F: Like Chase Anderson and Jimmy Nelson stabilizing the rotation while Junior Guerra was hurt and Wily Peralta flopped. And Corey Knebel stabilizing the closer spot when everyone got tired of Neftali Feliz giving up homers. 

A: Eric Sogard, summoned from the minors, reminding Jonathan Villar how an offensive sparkplug performs. And lots of guys compensating for Ryan Braun and his aching calf. 

F: And Travis Shaw, a winter arrival from Boston, putting up the most consistent numbers among Milwaukee’s many home-run hitters. 

A: What a steal, getting Shaw and three prospects for Tyler Thornburg, who’s got big-time shoulder trouble now. 

F: That and other moves have David Stearns looking like a bona fide “boy genius” general manager. He said goodbye to a 41-homer guy, Chris Carter, and signed the more versatile Eric Thames from the Korean league.
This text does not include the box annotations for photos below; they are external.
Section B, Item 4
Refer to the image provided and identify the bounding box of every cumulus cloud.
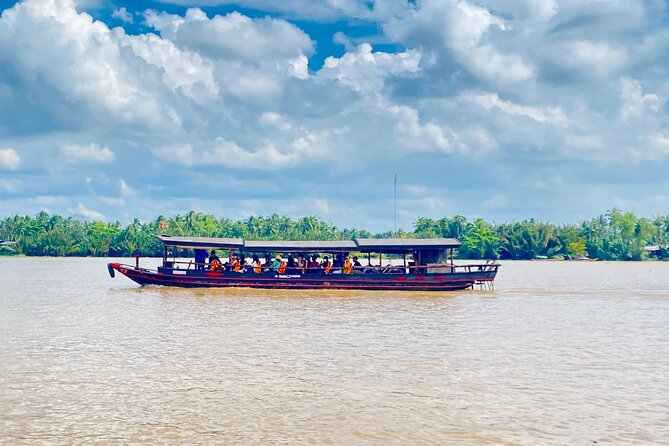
[154,130,343,170]
[0,0,669,224]
[0,148,21,170]
[460,93,567,127]
[118,179,135,197]
[61,143,115,163]
[384,0,535,83]
[157,0,407,20]
[620,77,661,119]
[318,43,421,97]
[112,6,134,23]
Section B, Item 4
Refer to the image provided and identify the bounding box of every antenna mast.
[393,174,397,236]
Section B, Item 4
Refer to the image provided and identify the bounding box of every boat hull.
[108,263,497,291]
And Thames carried the team in April, although he’s cooled off.

A: But Stearns also grabbed Jesus Aguilar from Cleveland off waivers, and he’s come on strong after a slow start. Stearns is getting a national rep for finding solid players. 

F: Like Sogard and another refugee from Oakland, catcher Stephen Vogt, whose two homers Friday night provided the 3-2 margin over Miami. 

A: Imagine that, all the Crew’s runs scoring via the long ball.

F: You jest, of course. Major League Baseball has become a big-swing, all-or-nothing game, and nobody does the extremes of whaling and whiffing better than the Brewers.

A: An all-time strikeout record last year, and they’re on pace to break it. But also plenty of big blasts. 

F: The team’s offensive statistics—pitching too, for that matter—generally match last year’s in terms of the rankings in the NL. They’re batting a few points higher and on-base percentage is almost identical, though the slugging percentage is up about 40 points.

A: They’ll keep striking out a ton and hitting tons of homers. MLB is en route to records in both departments. 

F: Alas, this slugging game is also a slogging game. As Tom Verducci reported in Sports Illustrated, things have slowed so much that there’s almost two hours of “dead minutes” per game—just between pitches. Bring on the pitch clock!

A: But if we can stay awake, the Crew is giving us some thrills. And they seem to be ahead of the rebuilding pace the Astros and Cubs followed, which included 100-loss seasons. 

F: Now the key question is whether the Brewers can sustain this climb. A lot rides on the 11 games left with the Cubs, starting with the Thursday, July 6, makeup of May’s “rainless rainout.” That precedes a weekend at Yankee Stadium, where I’ll be Saturday.

A: Rooting for the wrong team.

F: Um...maybe. 

A: You might see double-digit dingers the way both clubs are slugging. After the break the Crew has a real opportunity, ain’a? 

F: Ten games against Philly, Pittsburgh and Philly again. Might build a nice cushion going into their first games with Washington; then three with the Cubs.

A: There are always new challenges, though. Now Anderson is out for several weeks with an “oblique” muscle strain. And if Shaw went down for a while, or Sogard, or Nelson, it could really hurt. 

F: But if Braun stays healthy they’ll have even more firepower.

A: One good sign is that the team hasn’t been swept in any series over two games.

F: In the first half they had one three-game losing streak and one five-gamer, more than balanced by three “W-3s” and three “W-4s.” So they’re less mercurial than you’d expect for a team with lots of youngsters, lots of new faces...

A: And lots of unexpected adjustments. 

F: The high point has been seven games over .500 in May (25-18). Since then, they’ve been bobbing up and down. 

A: But so have the Cubs—and the Cardinals! It’s been mighty enjoyable. 

F: If it stays that way, we’ll see something else that was unexpected: Discussion about whether to go “all in” on this season even if it means easing back on developing the youngsters who are the future.

A: No one will “blow up” the long-term strategy. But you know the Cubs and Cardinals will make moves if they think it’ll get them to the playoffs.

F: And who knows when the next chance to dance in October will be? 

A: Especially for a franchise that’s danced only four times in almost five decades. 

Frank Clines covered sports for The Milwaukee Journal and the Journal Sentinel. Art Kumbalek knows all about strikeouts.